Volgens Natuurmonumenten leven er 23 paartjes Baardmannen in de Rietputten, een compact natuurgebied aan de rand van Vlaardingen. Dit gebied is ontstaan toen er over gestorte bagger riet is gegroeid. Afgezien van een paar smalle paden die dit gebied doorkruisen, is het een grote wirwar van riet en water, waar je het zonder laarzen niet makkelijk droog houdt. Van het pad af kun je vaak maar een paar meter ver tussen het riet kijken en Baardmannetjes zijn kleine, snelle vogels. Ik vraag me dan ook echt af hoe Natuurmonumenten zo exact weet dat er precies 23 paartjes rondvliegen.

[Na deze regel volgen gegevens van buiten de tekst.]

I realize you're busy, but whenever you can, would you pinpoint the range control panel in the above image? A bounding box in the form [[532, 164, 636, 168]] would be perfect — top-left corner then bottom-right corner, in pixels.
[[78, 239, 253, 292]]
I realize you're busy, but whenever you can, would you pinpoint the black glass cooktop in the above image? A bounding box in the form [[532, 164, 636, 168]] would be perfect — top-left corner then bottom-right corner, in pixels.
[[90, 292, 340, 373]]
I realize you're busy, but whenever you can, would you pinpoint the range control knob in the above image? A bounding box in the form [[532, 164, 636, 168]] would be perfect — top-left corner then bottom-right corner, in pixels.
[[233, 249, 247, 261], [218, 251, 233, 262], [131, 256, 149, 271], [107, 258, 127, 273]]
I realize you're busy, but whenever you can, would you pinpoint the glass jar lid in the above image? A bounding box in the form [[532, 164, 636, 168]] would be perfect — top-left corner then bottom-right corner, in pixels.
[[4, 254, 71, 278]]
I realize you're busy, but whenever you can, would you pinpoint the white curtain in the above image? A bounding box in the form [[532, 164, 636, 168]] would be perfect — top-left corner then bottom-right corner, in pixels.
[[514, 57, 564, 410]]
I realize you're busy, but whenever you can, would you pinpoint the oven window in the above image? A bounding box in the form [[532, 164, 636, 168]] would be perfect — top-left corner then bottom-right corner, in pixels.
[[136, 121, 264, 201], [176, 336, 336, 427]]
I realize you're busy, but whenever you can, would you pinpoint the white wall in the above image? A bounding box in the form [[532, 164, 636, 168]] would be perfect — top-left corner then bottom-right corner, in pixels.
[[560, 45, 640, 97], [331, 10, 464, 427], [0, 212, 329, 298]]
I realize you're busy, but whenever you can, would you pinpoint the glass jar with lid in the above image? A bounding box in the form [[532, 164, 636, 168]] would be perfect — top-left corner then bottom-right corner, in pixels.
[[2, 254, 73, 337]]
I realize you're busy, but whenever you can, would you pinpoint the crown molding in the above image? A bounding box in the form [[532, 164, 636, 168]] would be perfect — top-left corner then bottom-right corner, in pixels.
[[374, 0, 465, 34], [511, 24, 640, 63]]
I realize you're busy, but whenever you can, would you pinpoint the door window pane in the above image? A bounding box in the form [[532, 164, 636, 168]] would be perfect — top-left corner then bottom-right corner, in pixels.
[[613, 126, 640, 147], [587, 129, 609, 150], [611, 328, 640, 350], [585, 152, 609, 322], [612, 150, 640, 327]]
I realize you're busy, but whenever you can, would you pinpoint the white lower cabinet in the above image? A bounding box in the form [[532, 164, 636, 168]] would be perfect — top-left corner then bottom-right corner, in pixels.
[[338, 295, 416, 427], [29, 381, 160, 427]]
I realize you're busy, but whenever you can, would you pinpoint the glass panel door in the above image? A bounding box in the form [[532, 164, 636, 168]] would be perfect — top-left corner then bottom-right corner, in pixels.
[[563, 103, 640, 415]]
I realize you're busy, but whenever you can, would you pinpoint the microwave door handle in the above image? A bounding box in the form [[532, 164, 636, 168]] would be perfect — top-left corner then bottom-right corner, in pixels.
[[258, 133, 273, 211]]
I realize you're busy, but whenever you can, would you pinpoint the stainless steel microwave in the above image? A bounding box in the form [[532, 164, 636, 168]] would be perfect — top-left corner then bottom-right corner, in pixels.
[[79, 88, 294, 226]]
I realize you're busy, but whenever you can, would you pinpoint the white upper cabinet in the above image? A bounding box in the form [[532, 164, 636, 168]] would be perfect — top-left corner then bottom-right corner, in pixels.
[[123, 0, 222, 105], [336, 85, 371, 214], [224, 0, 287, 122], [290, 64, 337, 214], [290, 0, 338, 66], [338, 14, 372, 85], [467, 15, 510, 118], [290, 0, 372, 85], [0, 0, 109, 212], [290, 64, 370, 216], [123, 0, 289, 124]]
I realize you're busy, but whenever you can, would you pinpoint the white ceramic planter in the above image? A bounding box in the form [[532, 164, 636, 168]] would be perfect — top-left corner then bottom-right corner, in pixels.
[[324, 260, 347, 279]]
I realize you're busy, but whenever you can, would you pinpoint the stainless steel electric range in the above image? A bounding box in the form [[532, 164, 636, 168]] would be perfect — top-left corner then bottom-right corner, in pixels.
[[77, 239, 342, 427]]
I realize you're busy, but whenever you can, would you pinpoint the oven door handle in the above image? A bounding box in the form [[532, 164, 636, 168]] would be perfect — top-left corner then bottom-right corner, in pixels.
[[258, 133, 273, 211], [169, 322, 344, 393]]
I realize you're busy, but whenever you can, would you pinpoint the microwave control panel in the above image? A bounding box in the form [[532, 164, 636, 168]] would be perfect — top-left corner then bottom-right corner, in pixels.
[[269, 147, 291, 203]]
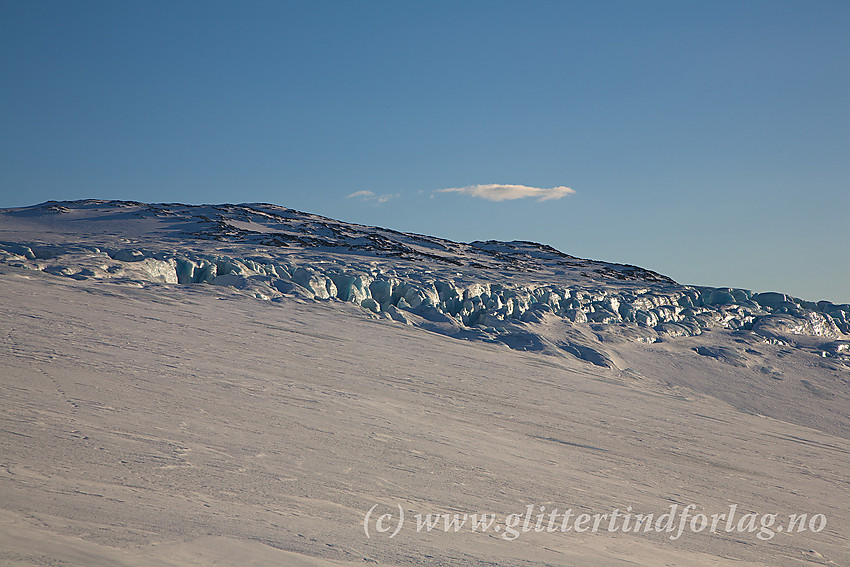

Hun zang lijkt wel wat op het geluid van een fietsbel en ik heb meer Baardmannetjes gehoord dan gezien. Het heeft me dan ook heel wat zoekwerk, en geluk, gekost om er een paar goed voor de camera te krijgen. Ik was overigens niet de enige die daar ‘s morgens vroeg voor op pad was gegaan, een andere fotograaf met een komisch grote telelens en navenant statief zeulde er ook rond. Omdat hij nogal nors reageerde op mijn vraag of het hem ook was gelukt om een paar leuke foto’s van Baardmannetjes te maken, vermoed ik dat al dat gewicht hem niet echt heeft geholpen. Blijkbaar had ik meer geluk dan hij. Omdat ik ervan uitging dat vogeltjes die kleine insecten van rietstengels vangen, daarvoor het liefst de zon in de rug hebben, zodat ze hun prooi goed kunnen zien, ben ik de paden tegen de zon in afgelopen. Op die manier hoopte ik dat als ik een Baardmannetje zou zien, deze zich naar mij toe zou bewegen en ik hem niet vanaf zijn rug zou hoeven fotograferen. Toen ik er ééntje op ruime afstand zag zitten, ben ik stil blijven staat met mijn camera paraat. Gelukkig kwam hij daarna al foeragerend mijn kant op en zag ik hoe knap hij zich, met beide poten gestrekt, tussen het riet in balans hield.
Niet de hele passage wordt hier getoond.